An important distinction in New York divorce law is the difference between separate property and marital property. Property that is determined to be separate is not divided as part of the divorce. Instead, it remains in the hands of the spouse who has ownership.
Marital property is property that is determined to belong to both spouses regardless of whose name is on it. This property is divided by the court in the divorce. Generally, separate property is property each spouse already owned when they entered the marriage or received via gift or inheritance or as compensation for a personal injury lawsuit during the marriage. However, separate property can become marital property depending on the actions and intentions of the parties.
How New York Courts Consider Property
While Domestic Relations Law section 236(B)(1)(c) lays out the definitions of marital versus separate property, New York courts have held that they will define marital property broadly and separate property narrowly. This means that if there is a question as to whether something is marital or separate, the courts are likely to err on the side of marital.
Marital property is divided using equitable distribution, which distributes the marital property in a way that is fair but not necessarily 50/50. Additionally, there are situations in which the courts can determine that an item that was separate property has become marital property. Transmutation and commingling of assets can create these situations.
Transmutation of Separate Property
Transmutation is a change in the status of property from separate to marital. In New York, transmutation can happen when one spouse takes separate property money and deposits it into a joint account with the other spouse that has a right of survivorship attached to the account. By doing this, the funds transmute and become a joint marital asset.
The only exception to this is if the deposit was only made for convenience (to make it easier to pay bills, for example), and both parties were aware that this was the reason.
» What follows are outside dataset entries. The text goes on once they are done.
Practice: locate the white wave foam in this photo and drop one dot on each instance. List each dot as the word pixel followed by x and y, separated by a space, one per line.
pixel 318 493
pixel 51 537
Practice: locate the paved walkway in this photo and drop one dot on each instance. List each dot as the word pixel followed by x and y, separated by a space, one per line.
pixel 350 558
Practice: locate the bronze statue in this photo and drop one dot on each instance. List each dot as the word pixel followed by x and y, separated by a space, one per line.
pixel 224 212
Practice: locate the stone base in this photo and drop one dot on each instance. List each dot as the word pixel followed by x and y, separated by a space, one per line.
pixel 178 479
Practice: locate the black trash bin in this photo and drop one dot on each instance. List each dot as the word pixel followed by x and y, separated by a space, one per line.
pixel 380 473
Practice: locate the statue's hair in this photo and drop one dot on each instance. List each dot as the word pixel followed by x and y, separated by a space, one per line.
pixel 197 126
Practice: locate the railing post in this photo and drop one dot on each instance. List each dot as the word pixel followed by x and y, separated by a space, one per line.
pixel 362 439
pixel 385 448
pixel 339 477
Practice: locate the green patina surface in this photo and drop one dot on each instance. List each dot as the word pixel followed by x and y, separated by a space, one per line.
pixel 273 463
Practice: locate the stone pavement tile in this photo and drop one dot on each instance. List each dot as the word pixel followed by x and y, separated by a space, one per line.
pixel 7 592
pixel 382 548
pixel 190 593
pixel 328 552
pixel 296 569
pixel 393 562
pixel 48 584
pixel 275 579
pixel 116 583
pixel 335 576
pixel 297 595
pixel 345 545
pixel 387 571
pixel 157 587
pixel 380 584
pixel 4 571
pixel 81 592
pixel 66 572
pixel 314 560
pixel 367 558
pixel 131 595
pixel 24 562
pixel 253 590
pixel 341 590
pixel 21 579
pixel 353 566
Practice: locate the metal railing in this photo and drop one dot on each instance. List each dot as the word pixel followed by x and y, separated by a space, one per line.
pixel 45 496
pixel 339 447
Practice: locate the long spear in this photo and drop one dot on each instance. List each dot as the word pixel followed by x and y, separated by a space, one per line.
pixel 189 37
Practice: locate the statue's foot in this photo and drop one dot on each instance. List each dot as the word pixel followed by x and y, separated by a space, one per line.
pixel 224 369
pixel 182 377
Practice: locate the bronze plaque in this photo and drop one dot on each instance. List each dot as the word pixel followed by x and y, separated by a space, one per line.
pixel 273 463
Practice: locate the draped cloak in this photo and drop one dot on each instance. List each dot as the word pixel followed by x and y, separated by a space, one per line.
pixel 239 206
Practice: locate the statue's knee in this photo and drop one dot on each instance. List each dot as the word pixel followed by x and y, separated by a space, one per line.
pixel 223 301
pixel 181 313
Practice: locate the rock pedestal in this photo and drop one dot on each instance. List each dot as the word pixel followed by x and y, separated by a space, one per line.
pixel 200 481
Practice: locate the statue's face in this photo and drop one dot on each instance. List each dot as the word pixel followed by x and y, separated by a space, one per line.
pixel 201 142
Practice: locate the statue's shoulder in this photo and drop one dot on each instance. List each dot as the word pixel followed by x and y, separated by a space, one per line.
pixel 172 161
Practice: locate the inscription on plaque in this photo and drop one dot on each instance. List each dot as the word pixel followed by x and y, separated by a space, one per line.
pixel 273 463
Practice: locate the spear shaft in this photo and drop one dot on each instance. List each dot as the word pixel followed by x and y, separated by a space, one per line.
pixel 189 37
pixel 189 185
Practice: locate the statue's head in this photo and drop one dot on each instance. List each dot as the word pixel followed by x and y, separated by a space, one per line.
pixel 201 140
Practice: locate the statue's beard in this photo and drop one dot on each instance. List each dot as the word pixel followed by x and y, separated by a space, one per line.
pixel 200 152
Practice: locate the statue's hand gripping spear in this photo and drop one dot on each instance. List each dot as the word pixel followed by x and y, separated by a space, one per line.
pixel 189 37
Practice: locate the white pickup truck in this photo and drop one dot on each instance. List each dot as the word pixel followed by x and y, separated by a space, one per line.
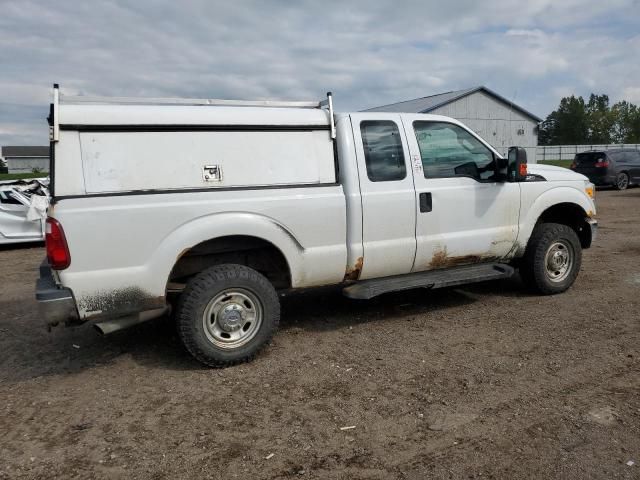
pixel 210 208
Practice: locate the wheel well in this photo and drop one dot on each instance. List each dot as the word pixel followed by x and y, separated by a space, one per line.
pixel 571 215
pixel 252 252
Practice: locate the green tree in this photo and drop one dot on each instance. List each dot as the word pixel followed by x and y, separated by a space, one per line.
pixel 600 120
pixel 566 125
pixel 627 124
pixel 577 122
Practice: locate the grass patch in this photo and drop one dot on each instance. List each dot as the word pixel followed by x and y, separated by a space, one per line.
pixel 557 163
pixel 19 176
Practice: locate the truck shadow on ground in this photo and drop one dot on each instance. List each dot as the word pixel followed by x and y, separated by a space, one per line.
pixel 31 352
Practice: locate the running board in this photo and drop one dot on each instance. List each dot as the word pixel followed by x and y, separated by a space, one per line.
pixel 432 279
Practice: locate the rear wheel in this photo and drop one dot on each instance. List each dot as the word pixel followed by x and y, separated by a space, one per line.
pixel 227 314
pixel 552 260
pixel 622 181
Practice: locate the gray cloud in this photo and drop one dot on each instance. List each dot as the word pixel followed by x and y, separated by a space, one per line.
pixel 368 53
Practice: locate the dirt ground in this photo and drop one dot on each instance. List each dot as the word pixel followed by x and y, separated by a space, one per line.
pixel 485 381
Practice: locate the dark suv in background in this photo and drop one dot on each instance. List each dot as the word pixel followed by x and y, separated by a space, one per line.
pixel 618 167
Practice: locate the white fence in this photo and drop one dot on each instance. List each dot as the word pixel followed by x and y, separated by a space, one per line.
pixel 567 152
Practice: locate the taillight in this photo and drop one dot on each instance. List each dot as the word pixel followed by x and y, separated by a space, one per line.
pixel 57 249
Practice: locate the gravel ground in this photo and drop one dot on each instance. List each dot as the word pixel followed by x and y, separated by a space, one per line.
pixel 485 381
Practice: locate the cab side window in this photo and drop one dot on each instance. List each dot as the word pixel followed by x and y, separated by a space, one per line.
pixel 448 150
pixel 383 150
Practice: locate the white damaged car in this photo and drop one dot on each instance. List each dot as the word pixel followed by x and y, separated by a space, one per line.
pixel 23 208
The court requires clear and convincing evidence to show the intent was not to make the separate property into marital property. Absent that, the court assumes the intent was to change the separate asset into a marital asset.
If a spouse’s entirely separate account is used to pay marital bills, that account does not transmute into a marital account. It is also important to note that if marital funds are used to improve a separate property, that investment does not wholly become marital property (although the increase in value of the property during the marriage can be considered marital property).
Similarly, if one spouse works on a property separately owned by the other spouse (such as managing renters or doing physical labor), that labor does not transmute the separate property into marital property. But again, the increase in value of the separate property itself can be considered a marital asset. Thus, an increase in value to separate property due to the investment of funds or labor by the non-titled spouse makes the increase in value of that property subject to equitable distribution, while the actual ownership of the property itself remains a separate asset.
Commingling of Separate Property
Commingling is a slightly different concept and is a step that happens before transmutation. Commingling of separate property occurs when separate funds are placed into a marital account. This does not necessarily change the ownership of the funds. The actual transfer of the funds is called commingling. Transmutation occurs if the intent of the transfer is to make the asset a marital asset. Commingling is the transfer, and transmutation is the intent. To become a marital asset, there must be an intent to make it a marital asset. This is what creates transmutation.
Implications for Your Assets
If you are married and concerned about or contemplating a divorce, this information should guide you to consider any transfers of separate property that have been made during your marriage and discuss them with your attorney. If a divorce has not been filed and you have not separated, there is still time to clarify and influence which assets are separate and which are marital.
For example, if you transferred funds to a joint account for convenience, it may be wise to withdraw those funds and place them back in a separate account, but only if your attorney concurs. If your spouse deposited separate funds into a joint account, you will want to gather evidence of that deposit and make notes about any discussions that were had regarding intent.
If your divorce is already underway, you cannot change where the funds are being held. Still, you can work with your attorney to clarify the history of the transfers, document the transactions, detail the conversations that were had, explore the intent that was present, and discuss all of the circumstances surrounding the transfer.
It is also important to determine if you have a prenuptial or postnuptial agreement. These types of agreements may contain language that specifies how separate and marital assets will be defined. Your attorney can review this agreement, interpret it, and evaluate if it is binding and will govern how assets are defined in your divorce.
It is important to keep in mind that the divorcing couple has the opportunity to settle the issue of marital vs. separate property in pre-trial negotiations and by reaching an agreement. In addition, there are important negotiation opportunities available to your attorney and the opportunity to weigh the designation of assets as marital against greater property division, spousal support, and child support.
Transmutation and commingling of assets can significantly impact the totality of marital assets available for distribution in a divorce. This is just one of the important details your attorney will carefully attend to in the management of your high-stakes divorce.